The Centre for Social Justice (CSJ) think-tank, headed by Tory former leader Iain Duncan-Smith, said evidence suggests the UK is "not responding to the needs and potential" of an ageing workforce - with hundreds of thousands of people aged 50-64 deemed "economically inactive".
Its latest publication recommends helping older people "access the benefits of work" by providing support to them and employers, such as increased access to flexible working and training opportunities.
The report added if such support is implemented, it proposes an increase in the state pension age (SPA).
The SPA is set to increase to 67 by 2028 and to 68 between 2044 and 2046, although in 2017 the Government announced plans to increase it to 68 between 2037 and 2039.
The CSJ wants faster increases to the pension age, adding the cost of benefits would be reduced by employing more older people while it would boost the UK's gross domestic product (GDP).
In its report, Ageing Confidently: Supporting an ageing workforce, the think-tank states: "Removing barriers for older people to remain in work has the potential to contribute greatly to the health of individuals and the affordability of public services.
"Therefore, this paper argues for significant improvements in the support for older workers.
"This includes improved healthcare support, increased access to flexible working, better opportunities for training, an employer-led mid-life MOT and the implementation of an 'Age Confident' scheme.
"As we prepare for the future, we must prioritise increasing the opportunity to work for this demographic to reduce involuntary worklessness.
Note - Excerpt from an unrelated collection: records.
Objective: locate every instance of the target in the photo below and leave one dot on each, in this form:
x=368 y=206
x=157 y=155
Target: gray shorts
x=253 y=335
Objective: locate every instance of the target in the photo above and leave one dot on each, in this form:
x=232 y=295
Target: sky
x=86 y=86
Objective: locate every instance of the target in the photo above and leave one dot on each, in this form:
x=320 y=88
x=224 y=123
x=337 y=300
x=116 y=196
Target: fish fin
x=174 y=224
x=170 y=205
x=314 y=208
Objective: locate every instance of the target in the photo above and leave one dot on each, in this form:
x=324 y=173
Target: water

For the vulnerable and marginalised, a job offers the first step away from state dependence, social marginalisation and personal destitution.
"In addition, provided that this support is in place, we propose an increase in the state pension age to 75 by 2035.
"While this might seem contrary to a long-standing compassionate attitude to an older generation that have paid their way in the world and deserve to be looked after, we do not believe it should be.
"Working longer has the potential to improve health and wellbeing, increase retirement savings and ensure the full functioning of public services for all."
CSJ chief executive Andy Cook said: "Right now, we are not doing enough to help older people stay in work and the state pension age doesn't even closely reflect healthy working life expectancy."
He added: "By increasing the state pension age, we can help people stay in gainful and life enhancing employment while also making a sound long-term financial decision."